La Guerra de Malvinas es un claro ejemplo de esto. A pesar del creciente descontento con el gobierno militar, la causa nacionalista logró unir temporalmente a una gran parte de la sociedad bajo la idea de un enemigo externo. Primero fue Inglaterra; Luego, Chile, acusado de traición por presuntamente colaborar con los británicos. Durante un tiempo, esa confrontación sirvió para mitigar la incomodidad interna.
Sin embargo, los efectos de esta estrategia no son eternos. Quizás debido al paso del tiempo o, en parte, gracias a la “venganza” simbólica que significaba para muchos la “mano de Dios” de Maradona, la figura del enemigo externo dejó de ser suficiente para calmar el descontento social. Y cuando los enemigos del exterior ya no alcanzan, inevitablemente comienzan a buscar enemigos dentro.
La fractura interna por la que Argentina está pasando hoy, con divisiones entre kirchneristas y antikirchneristas, liberales y anti -liberales, es en parte una consecuencia de este fenómeno. Señalamos tanto que, cuando terminan los adversarios externos, comenzamos a inventar enemigos adentro. El problema de vivir con la tendencia a señalar culpable es que, cuando no queda nadie para señalar, termina a la vista.
La construcción de puentes: un posible camino. Frente a este panorama, vivir con los diferentes está, quizás, uno de los mayores desafíos de nuestro tiempo. Freud dijo que, a veces, una Habana es solo un haban, recordándonos que no todo tiene un significado oculto o responde a una intención encubierta. Detente “busque el quinto tramo para el gato” tratando de ver una motivación política detrás de cada acto, incluso en un gesto de solidaridad, no solo se tranquiliza, sino que también permite reconocer algo esencial: tal como hay en el ser humano el impulso de destruir, también hay un deseo genuino de construir.
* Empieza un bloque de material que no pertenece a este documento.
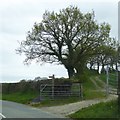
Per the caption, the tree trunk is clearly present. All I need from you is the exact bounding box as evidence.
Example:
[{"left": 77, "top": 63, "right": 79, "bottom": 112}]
[
  {"left": 66, "top": 66, "right": 75, "bottom": 78},
  {"left": 75, "top": 63, "right": 85, "bottom": 76},
  {"left": 97, "top": 62, "right": 100, "bottom": 74},
  {"left": 90, "top": 64, "right": 92, "bottom": 70},
  {"left": 110, "top": 63, "right": 114, "bottom": 71},
  {"left": 90, "top": 61, "right": 93, "bottom": 70},
  {"left": 101, "top": 64, "right": 105, "bottom": 74},
  {"left": 116, "top": 63, "right": 118, "bottom": 71}
]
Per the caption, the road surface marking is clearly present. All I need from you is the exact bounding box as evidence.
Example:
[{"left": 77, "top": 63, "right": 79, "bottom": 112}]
[{"left": 0, "top": 113, "right": 6, "bottom": 118}]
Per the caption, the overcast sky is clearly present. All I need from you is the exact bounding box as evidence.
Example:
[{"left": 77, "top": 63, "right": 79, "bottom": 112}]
[{"left": 0, "top": 0, "right": 119, "bottom": 83}]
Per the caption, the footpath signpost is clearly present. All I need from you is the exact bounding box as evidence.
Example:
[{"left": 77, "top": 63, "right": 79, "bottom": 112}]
[{"left": 49, "top": 74, "right": 55, "bottom": 99}]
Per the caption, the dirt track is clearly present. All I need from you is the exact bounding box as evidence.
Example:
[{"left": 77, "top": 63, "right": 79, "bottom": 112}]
[{"left": 41, "top": 95, "right": 117, "bottom": 117}]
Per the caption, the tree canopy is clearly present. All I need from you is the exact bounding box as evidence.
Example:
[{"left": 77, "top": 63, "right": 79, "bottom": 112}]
[{"left": 17, "top": 6, "right": 115, "bottom": 78}]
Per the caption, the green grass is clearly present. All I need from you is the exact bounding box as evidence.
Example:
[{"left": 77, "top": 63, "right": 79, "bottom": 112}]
[
  {"left": 83, "top": 90, "right": 105, "bottom": 100},
  {"left": 2, "top": 91, "right": 38, "bottom": 104},
  {"left": 94, "top": 77, "right": 105, "bottom": 88},
  {"left": 31, "top": 97, "right": 81, "bottom": 107},
  {"left": 82, "top": 75, "right": 105, "bottom": 100},
  {"left": 0, "top": 93, "right": 2, "bottom": 100},
  {"left": 2, "top": 90, "right": 82, "bottom": 106},
  {"left": 69, "top": 100, "right": 119, "bottom": 118},
  {"left": 98, "top": 73, "right": 106, "bottom": 83},
  {"left": 98, "top": 72, "right": 117, "bottom": 82},
  {"left": 1, "top": 70, "right": 108, "bottom": 106},
  {"left": 98, "top": 72, "right": 118, "bottom": 88},
  {"left": 31, "top": 75, "right": 106, "bottom": 107}
]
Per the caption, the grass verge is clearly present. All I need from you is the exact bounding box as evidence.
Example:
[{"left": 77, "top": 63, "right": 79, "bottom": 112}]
[
  {"left": 69, "top": 100, "right": 119, "bottom": 118},
  {"left": 83, "top": 75, "right": 106, "bottom": 100},
  {"left": 2, "top": 91, "right": 82, "bottom": 106},
  {"left": 2, "top": 91, "right": 38, "bottom": 104},
  {"left": 30, "top": 97, "right": 81, "bottom": 107},
  {"left": 2, "top": 70, "right": 108, "bottom": 106}
]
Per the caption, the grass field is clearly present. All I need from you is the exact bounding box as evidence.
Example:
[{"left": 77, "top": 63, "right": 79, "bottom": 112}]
[
  {"left": 2, "top": 91, "right": 39, "bottom": 104},
  {"left": 1, "top": 70, "right": 119, "bottom": 118},
  {"left": 2, "top": 84, "right": 105, "bottom": 107},
  {"left": 1, "top": 70, "right": 111, "bottom": 106},
  {"left": 69, "top": 100, "right": 119, "bottom": 118},
  {"left": 30, "top": 97, "right": 81, "bottom": 107}
]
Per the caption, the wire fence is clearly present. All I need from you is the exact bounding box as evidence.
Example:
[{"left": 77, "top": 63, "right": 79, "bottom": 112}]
[{"left": 107, "top": 71, "right": 118, "bottom": 95}]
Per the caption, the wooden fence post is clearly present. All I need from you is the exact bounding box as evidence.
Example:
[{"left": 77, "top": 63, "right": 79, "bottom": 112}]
[
  {"left": 39, "top": 84, "right": 41, "bottom": 101},
  {"left": 49, "top": 74, "right": 55, "bottom": 99}
]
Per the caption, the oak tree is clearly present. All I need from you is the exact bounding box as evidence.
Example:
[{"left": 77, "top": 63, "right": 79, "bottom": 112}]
[{"left": 17, "top": 6, "right": 112, "bottom": 78}]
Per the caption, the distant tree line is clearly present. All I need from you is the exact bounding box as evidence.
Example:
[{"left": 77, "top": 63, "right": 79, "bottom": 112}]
[{"left": 88, "top": 40, "right": 119, "bottom": 73}]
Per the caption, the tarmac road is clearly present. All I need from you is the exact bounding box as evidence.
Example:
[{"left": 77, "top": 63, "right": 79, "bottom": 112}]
[{"left": 0, "top": 100, "right": 64, "bottom": 118}]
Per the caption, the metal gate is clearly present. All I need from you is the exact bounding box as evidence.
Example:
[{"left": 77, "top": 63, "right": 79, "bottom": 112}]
[{"left": 40, "top": 83, "right": 83, "bottom": 100}]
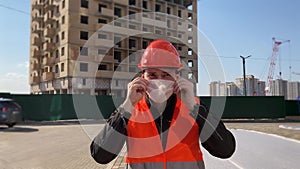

Aceptar esto es clave para romper la lógica del odio y abandonar esa dinámica que insiste en dividir el mundo en los lados. Debido a que solo deja de buscar enemigos, podemos construir una coexistencia más saludable, donde las diferencias no se convierten en amenazas.
En imperfecto, proponemos que esta necesidad de aferrarse a las explicaciones absolutas responde, en gran parte, al miedo generado por la incertidumbre: frente a lo desconocido, la simplificación parece ofrecer una sensación de control. Pero dejar atrás ese aspecto binario no implica renunciar a nuestras creencias, pero reconocer que la realidad es más compleja y contradictoria de lo que generalmente pensamos. Comprender esto no solo amplía nuestra forma de ver el mundo, sino que también nos permite abordar al otro sin la necesidad de escribirlo en categorías rígidas.
El psicoanalista Melanie Klein argumentó que la madurez emocional radica en poder ver lo bueno y lo malo en la misma persona, sin ser tentado a dividir el mundo entre los “héroes” y los “villanos”. Quizás el primer paso es reconocernos en esa contradicción, entendiendo que nadie es completamente consistente, y que eso no nos hace enemigos. Porque, como dijo Alejandro Dolina: “El problema de dividir el mundo en el bien y el mal es que uno siempre está entre los buenos”.
*Psychoanalyst, co -autor de imperfecto y co -fundador de Redpsi. Ig @santiago.silberman y @redpsi.